Руки не слушались художника. Зинн передал ему карабин и, надев перчатки
и резиновые сапоги, взялся за дело. Он держал проволоку, пока пролезал
Цихауэр. Теперь перед ними была каменная ограда с битым стеклом наверху.
- Лезь, Гюнтер, - прошептал Цихауэр и подставил товарищу худую спину.
- Не валяй дурака!
Зинн решительно взял у него карабин и пригнулся. Цихауэр вскарабкался
ему на плечи.
Художник лег животом на осколки стекла, вмазанные в цемент стены, и
подал Зинну руку. Из груди у него невольно вырвался хрип, когда Зинн
схватился за его руку, искромсанную стеклом. Но он думал только о том, чтобы
не выскользнула рука Гюнтера.
Было тихо и темно. Сплошным тяжелым пологом неслись тучи. С высоты
стены Зинн увидел лагерь, ряды бараков. В их окнах мигали вспышки
контрольных ламп.
Едва друзья успели спуститься с ограды, как в лагере раздался
пронзительный звон.
- Детку нашли!..
Навстречу беглецам из леска, по ту сторону стелы, спешили люди. Они
схватили художника под руки и повлекли к автомобилю.
Когда Цихауэр пришел в себя, автомобиль уже несся без огней по дороге.

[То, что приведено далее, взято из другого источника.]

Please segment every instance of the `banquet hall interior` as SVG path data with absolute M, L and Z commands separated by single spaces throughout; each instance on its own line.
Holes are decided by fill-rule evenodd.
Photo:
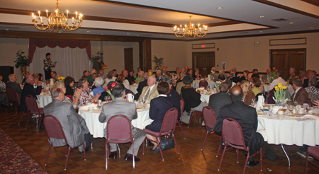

Сидящий рядом с Цихауэром человек протянул ему термос:
- Хлебни, товарищ, согрейся!..
Гаусс заметил, что Гитлер не знает, куда девать руки. Он проделывал ими
ряд ненужных движений: своей жестикуляцией он не только не подтверждал того,
что говорил, но неожиданность движений иногда казалась противоречащей смыслу
его слов, и без того достаточно громких, чтобы дойти до самого
невнимательного слушателя.
- Я полагал, что достопочтенный лорд прибывает, чтобы торжественно
заявить мне о намерении англичан начать войну в защиту Чехословакии, и,
разумеется, я приготовился заявить ему, что это меня не остановит.
Геринг рассмеялся.
- И вместо того?..
Гитлер не дал ему договорить и крикнул еще громче:
- Надеюсь, что этот осел вернулся в Лондон, совершенно убежденный в
том, что Судеты должны быть моими!
- Мой фюрер, - с обычной для него развязной уверенностью, не переставая
покачивать закинутою за колено ногою, сказал Риббентроп, - сегодняшние
донесения Дирксена ясно говорят о том, что Лондон не окажет нам никакого
сопротивления!
Гитлер порывисто вскинул обе руки, и лицо его налилось краской, будто
он поднимал тяжелый камень, который собирался метнуть в Риббентропа.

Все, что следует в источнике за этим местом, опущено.